Yazar: admin 2012-04-05Kategori: Sunum3457 kere okundu Yorum yap
Sunuşların şekil ve yapısını tartışmak bu kitabın amaçları arasında yer almıyor, ama konuşma tarzına bakmakta yarar olduğunu düşünüyorum. Aynen konuştuğunuz tonda ve tarzda yazı yazma konusunda uzman değilseniz sunuşunuzu kağıttan okuyarak yapmak sizi fazla resmi ve yapmacıklı gösterecektir. Kendiniz olun, normal, günlük konuşmalarınızda kullandığınız sözcükleri ve stili kullanın. İzleyiciler sizin de onlardan biri olduğunuzu ve onları anladığınızı bilmek isterler.
Normalde içimizden geldiği gibi, kısa cümlelerle konuşuruz. Görüş ve düşüncelerinizi kağıda dökmeye kalktığınızda ise on üzerinden not alacağınız bir kompozisyon ödevi yazar gibi doğru sözcükleri ve doğru gramer yapılarını kullanmak istersiniz. Ben bu kitabı mümkün olduğunca konuşur, sohbet eder gibi yazmaya gayret ettim ama yine de örneğin devrik cümleler kurmamaya özen gösterdim. Ama sonuçta bazı cümleler yüksek sesle okunursa size yapmacık gibi gelebilir.
Sunuşunuzu iyice prova edin, notlarınız yanınızda durup size güven versin ama mümkün olduğu kadar doğal bir şekilde konuşun.

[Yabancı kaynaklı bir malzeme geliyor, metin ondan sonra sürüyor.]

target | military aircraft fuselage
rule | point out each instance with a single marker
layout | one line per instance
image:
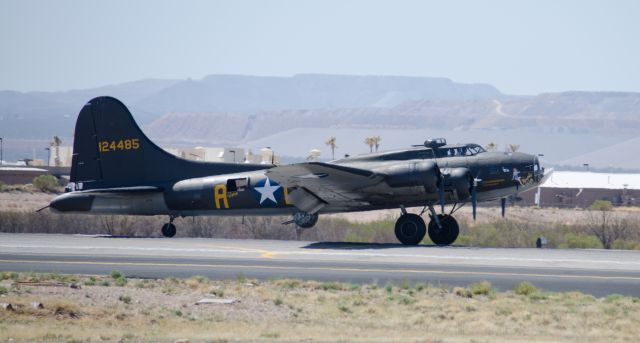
(116, 169)
(498, 175)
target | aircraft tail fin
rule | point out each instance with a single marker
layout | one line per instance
(110, 150)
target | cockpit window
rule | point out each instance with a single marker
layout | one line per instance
(467, 150)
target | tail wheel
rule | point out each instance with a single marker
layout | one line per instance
(168, 230)
(410, 229)
(445, 235)
(305, 220)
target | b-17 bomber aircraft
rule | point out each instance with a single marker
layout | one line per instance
(116, 169)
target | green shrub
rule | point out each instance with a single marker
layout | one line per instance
(525, 288)
(121, 281)
(125, 299)
(580, 241)
(480, 288)
(45, 183)
(614, 297)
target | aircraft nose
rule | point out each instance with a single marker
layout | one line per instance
(71, 202)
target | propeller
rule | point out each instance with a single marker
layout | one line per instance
(441, 191)
(474, 196)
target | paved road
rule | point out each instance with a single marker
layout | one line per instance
(596, 272)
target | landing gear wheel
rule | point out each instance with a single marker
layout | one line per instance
(410, 229)
(305, 220)
(168, 230)
(445, 235)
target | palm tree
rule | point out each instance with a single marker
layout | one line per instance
(331, 141)
(370, 142)
(56, 144)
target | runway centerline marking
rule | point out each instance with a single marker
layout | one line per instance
(319, 252)
(334, 269)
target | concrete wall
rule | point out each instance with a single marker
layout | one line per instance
(573, 197)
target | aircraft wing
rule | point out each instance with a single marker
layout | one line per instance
(317, 184)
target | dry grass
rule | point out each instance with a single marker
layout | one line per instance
(295, 310)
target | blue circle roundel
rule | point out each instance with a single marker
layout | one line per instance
(267, 192)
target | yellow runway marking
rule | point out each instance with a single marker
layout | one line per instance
(263, 253)
(333, 269)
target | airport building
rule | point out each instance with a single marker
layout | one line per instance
(580, 189)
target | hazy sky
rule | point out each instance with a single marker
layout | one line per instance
(521, 47)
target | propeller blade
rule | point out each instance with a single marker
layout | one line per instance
(42, 208)
(474, 200)
(441, 192)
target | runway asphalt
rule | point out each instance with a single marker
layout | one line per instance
(597, 272)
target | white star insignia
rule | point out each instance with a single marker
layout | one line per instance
(267, 191)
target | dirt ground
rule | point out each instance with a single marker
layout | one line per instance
(294, 311)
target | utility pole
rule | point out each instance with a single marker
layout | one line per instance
(48, 155)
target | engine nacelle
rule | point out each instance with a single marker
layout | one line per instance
(420, 173)
(458, 180)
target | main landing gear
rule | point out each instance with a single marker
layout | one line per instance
(168, 229)
(410, 228)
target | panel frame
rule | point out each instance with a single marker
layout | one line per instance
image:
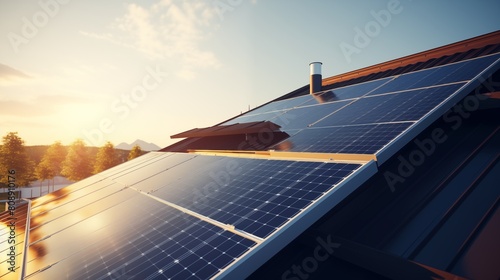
(261, 253)
(413, 131)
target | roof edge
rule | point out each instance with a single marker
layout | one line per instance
(450, 49)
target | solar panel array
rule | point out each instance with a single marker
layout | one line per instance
(123, 230)
(365, 118)
(187, 216)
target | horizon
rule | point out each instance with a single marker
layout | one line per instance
(148, 70)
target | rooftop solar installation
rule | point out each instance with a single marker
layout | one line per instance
(177, 216)
(222, 214)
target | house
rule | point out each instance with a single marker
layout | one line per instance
(387, 172)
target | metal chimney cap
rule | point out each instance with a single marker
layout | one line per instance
(315, 68)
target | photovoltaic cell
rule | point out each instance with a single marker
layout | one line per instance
(148, 240)
(361, 139)
(451, 73)
(302, 117)
(284, 188)
(352, 91)
(403, 106)
(270, 116)
(281, 105)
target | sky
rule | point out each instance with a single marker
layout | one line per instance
(125, 70)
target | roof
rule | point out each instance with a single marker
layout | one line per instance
(384, 174)
(233, 129)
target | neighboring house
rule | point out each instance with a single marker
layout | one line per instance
(390, 171)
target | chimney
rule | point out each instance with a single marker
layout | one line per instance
(315, 79)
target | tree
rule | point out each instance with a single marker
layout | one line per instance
(135, 152)
(106, 158)
(44, 171)
(77, 165)
(51, 163)
(55, 156)
(13, 156)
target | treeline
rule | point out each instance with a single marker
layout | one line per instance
(75, 162)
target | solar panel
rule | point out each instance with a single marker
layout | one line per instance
(284, 189)
(191, 216)
(141, 238)
(281, 105)
(359, 139)
(404, 106)
(302, 117)
(352, 91)
(451, 73)
(123, 232)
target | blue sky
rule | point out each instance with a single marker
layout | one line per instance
(119, 71)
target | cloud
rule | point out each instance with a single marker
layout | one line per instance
(8, 73)
(168, 30)
(40, 106)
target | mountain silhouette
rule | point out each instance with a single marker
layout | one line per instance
(145, 146)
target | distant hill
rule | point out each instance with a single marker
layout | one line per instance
(145, 146)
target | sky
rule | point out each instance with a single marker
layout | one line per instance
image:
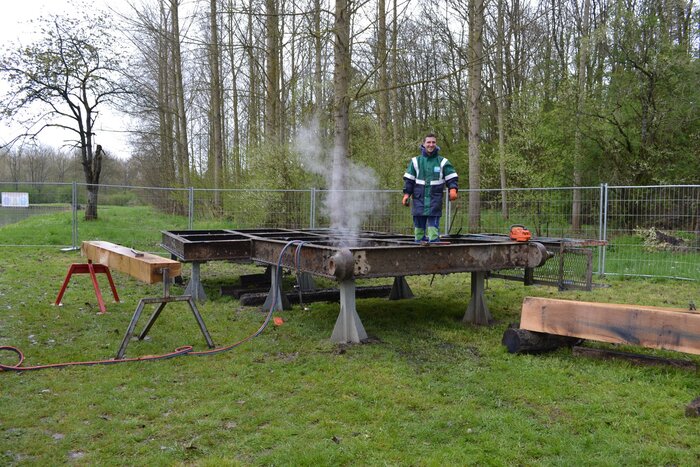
(14, 27)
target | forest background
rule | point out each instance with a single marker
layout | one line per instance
(268, 93)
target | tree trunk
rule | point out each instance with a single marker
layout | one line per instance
(383, 95)
(583, 59)
(92, 167)
(181, 143)
(395, 114)
(216, 113)
(476, 12)
(253, 117)
(272, 73)
(236, 143)
(341, 109)
(500, 108)
(318, 50)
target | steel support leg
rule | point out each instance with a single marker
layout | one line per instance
(477, 311)
(162, 302)
(400, 289)
(194, 286)
(306, 281)
(280, 299)
(348, 327)
(130, 329)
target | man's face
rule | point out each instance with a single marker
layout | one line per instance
(429, 144)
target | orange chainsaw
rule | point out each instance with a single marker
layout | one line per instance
(519, 233)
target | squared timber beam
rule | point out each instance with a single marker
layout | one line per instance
(145, 267)
(646, 326)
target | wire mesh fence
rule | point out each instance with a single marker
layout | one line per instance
(651, 231)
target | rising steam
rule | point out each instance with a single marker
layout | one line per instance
(350, 199)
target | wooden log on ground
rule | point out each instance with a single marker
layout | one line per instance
(639, 359)
(523, 341)
(249, 280)
(652, 327)
(319, 295)
(238, 292)
(145, 267)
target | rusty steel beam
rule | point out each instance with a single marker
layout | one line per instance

Duruma uygun, ancak içinde kendinizi rahat hissettiğiniz, görüntünüzden memnun olacağınız bir giysi seçin. Nasıl
Göründüğünüz kendinizi nasıl hissettiğiniz-verdiğiniz sözsüz mesajları etkiler.

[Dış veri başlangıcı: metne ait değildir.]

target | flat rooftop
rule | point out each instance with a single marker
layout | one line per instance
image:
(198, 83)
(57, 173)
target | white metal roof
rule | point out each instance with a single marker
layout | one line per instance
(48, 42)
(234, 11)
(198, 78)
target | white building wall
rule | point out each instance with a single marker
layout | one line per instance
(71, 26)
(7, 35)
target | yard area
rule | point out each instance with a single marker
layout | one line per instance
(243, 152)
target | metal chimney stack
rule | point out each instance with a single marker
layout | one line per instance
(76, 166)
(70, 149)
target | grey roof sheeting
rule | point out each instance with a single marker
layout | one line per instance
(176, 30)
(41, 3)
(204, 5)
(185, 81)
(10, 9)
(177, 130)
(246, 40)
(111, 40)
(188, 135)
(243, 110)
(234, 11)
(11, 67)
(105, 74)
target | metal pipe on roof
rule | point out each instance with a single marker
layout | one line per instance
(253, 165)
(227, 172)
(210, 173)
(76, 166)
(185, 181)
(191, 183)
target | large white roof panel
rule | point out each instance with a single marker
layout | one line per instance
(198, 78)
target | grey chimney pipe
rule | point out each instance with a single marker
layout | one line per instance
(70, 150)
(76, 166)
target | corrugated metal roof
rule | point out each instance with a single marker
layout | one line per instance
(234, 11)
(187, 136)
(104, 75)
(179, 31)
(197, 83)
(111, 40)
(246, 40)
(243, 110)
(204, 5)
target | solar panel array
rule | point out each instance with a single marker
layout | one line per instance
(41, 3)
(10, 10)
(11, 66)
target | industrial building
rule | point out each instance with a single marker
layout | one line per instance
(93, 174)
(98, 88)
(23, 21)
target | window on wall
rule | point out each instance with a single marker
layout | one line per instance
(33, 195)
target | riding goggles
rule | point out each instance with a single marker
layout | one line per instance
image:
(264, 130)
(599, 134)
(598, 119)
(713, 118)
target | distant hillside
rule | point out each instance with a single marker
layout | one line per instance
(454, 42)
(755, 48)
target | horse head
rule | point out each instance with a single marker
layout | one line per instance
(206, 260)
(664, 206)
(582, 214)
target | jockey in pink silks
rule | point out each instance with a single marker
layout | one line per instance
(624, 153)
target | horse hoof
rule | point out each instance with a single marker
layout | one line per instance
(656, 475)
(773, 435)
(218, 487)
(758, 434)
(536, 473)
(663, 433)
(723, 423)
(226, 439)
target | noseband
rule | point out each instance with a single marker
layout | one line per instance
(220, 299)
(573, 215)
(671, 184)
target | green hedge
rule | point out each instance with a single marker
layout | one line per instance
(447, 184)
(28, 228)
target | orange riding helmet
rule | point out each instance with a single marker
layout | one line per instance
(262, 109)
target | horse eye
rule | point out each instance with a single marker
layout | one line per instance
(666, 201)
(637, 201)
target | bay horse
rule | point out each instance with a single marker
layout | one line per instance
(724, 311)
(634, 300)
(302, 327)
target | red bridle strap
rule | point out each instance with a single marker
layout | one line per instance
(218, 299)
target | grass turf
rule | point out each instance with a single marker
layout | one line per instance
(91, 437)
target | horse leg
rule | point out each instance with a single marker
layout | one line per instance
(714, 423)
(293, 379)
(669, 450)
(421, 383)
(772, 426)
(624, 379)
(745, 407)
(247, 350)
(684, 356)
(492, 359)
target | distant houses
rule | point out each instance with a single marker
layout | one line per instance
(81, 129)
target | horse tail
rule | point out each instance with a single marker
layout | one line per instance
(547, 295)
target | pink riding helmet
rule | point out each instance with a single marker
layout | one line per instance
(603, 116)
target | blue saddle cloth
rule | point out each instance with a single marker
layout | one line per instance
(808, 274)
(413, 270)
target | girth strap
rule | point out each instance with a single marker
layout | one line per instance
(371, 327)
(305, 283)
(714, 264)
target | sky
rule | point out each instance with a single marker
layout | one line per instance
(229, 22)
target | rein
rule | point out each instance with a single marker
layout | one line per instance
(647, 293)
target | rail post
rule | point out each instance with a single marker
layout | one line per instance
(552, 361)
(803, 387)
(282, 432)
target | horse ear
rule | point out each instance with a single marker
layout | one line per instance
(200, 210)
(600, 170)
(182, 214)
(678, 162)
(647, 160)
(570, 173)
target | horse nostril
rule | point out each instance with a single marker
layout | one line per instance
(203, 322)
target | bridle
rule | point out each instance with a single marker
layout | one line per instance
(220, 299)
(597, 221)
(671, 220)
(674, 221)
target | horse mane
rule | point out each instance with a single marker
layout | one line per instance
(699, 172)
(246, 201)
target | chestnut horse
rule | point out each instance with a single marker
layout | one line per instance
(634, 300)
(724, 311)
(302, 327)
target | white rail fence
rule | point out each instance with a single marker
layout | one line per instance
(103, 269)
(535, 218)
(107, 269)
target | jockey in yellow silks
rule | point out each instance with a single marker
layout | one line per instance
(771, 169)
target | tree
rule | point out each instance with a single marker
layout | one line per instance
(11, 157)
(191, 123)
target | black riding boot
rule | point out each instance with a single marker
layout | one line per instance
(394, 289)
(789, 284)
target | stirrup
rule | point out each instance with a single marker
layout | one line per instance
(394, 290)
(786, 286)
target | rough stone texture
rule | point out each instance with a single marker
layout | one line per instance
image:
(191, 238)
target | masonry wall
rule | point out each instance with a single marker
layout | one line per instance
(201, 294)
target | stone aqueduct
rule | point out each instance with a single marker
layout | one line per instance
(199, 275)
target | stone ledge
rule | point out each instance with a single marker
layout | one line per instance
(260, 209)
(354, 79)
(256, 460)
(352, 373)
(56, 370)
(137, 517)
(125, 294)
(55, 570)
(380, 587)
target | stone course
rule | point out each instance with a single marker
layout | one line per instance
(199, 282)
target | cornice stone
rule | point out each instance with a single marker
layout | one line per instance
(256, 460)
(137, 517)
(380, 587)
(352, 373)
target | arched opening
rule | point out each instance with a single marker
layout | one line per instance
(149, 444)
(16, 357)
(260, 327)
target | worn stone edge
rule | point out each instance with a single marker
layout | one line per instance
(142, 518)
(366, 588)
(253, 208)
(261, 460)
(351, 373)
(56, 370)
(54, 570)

İzleyicilerinizi tanıyın, onların bilgi ve deneyimlerine uygun sözcükler kullanın.
Gerginliğinizi ya da sahne korkunuzu gevşeme tekniklerinden birini kullanarak yenin. Herkesin gergin olabileceğini ve bir parça adrenalinin daha iyi bir sunuş yapmanızı sağlayacağını kabul edin. Ne olursa olsun başa çıkabileceğiniz konusunda kendinize telkinde bulunun.
Enerjik ve şevkli olun. İlgi çekmek için konuşma hızınız ve şeklinizde değişiklikler yapın. Konuşmanızı fıkralar ve anılarla süsleyin, ama bu konuda aşırıya da kaçmayın. Bunlar sunuşunuzun canlı olmasını sağlar.

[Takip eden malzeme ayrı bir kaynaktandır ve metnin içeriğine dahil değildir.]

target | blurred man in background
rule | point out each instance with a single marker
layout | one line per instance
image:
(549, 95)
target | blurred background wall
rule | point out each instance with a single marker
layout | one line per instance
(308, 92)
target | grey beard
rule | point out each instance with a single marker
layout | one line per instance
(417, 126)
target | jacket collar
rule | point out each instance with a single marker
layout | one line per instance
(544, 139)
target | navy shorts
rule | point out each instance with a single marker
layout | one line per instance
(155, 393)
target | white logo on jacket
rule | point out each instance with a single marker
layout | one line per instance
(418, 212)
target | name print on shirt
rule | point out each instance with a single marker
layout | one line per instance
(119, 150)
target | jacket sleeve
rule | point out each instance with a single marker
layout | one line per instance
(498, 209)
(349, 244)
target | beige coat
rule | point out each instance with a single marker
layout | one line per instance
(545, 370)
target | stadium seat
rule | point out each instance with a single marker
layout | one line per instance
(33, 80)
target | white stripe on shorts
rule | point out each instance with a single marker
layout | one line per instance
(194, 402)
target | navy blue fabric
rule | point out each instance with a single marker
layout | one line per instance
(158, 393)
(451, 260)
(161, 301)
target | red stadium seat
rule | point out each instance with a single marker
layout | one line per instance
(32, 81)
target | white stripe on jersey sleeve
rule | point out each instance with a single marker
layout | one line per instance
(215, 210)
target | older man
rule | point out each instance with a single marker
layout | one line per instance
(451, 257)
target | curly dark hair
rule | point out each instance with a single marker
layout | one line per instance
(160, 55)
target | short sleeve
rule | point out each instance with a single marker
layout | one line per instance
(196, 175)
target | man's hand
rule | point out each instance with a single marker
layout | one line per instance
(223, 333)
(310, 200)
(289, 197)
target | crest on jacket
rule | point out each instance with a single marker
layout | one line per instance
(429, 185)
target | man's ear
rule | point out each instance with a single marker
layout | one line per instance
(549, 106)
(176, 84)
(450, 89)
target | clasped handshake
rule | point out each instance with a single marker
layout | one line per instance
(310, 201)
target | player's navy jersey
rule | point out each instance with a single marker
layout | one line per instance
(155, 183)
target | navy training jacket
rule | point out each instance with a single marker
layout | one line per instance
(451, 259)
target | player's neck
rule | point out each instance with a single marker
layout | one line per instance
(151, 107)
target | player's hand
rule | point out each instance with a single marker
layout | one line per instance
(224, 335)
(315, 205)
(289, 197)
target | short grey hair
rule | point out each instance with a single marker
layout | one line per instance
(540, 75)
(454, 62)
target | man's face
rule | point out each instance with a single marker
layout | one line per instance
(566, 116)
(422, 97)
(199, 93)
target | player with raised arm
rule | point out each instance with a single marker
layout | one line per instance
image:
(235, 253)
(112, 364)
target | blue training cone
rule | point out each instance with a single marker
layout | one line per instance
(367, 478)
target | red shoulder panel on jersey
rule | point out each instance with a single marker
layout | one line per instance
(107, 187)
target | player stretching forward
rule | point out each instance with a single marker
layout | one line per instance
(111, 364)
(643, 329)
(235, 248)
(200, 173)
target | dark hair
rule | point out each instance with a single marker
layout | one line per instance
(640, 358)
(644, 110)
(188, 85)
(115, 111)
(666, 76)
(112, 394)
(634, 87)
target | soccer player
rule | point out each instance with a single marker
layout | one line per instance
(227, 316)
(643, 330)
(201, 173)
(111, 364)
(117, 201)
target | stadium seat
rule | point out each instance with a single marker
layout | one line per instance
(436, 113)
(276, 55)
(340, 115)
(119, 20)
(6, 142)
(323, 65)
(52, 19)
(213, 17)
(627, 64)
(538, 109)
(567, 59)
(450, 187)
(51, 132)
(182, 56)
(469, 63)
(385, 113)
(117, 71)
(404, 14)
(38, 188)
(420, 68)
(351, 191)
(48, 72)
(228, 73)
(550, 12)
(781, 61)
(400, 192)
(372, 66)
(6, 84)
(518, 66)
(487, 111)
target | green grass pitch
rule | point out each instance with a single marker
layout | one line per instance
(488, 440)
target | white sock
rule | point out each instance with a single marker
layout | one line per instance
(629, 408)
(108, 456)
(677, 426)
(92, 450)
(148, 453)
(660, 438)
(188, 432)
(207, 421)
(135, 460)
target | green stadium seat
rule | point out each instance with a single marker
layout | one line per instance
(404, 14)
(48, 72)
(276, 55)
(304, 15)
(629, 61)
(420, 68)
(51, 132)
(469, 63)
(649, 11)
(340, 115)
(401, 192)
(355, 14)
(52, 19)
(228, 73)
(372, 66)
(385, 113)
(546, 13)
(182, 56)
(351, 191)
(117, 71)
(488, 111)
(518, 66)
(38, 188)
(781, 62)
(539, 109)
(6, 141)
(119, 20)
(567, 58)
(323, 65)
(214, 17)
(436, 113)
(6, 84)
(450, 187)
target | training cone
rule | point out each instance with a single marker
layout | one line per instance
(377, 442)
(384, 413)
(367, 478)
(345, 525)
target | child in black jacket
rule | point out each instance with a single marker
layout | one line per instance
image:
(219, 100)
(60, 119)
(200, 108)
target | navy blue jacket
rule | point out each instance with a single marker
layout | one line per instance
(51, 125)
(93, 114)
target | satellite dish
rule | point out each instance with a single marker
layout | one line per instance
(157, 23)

Dinleyenler arasında sizi onaylayan bir-iki kişiyi bulup yalnızca onlara bakarak konuşma kolaylığına kapılmayın. Sizi destekleyen kişilerin olması tabii ki hoşunuza gider ama siz dikkatinizi grubun tümüne yöneltin. Mümkün olduğunca fazla kişi ile göz teması kurun.
Dinleyicilerinize sorular sorun: Teorik sorular, bazılarını onların cevaplamasını isteyin, bazılarına kendiniz cevap verin. Böylece konuşmanız canlı olur, dinleyicilerin dikkatini çekersiniz ve herkes kendisinin olaya katıldığını hisseder.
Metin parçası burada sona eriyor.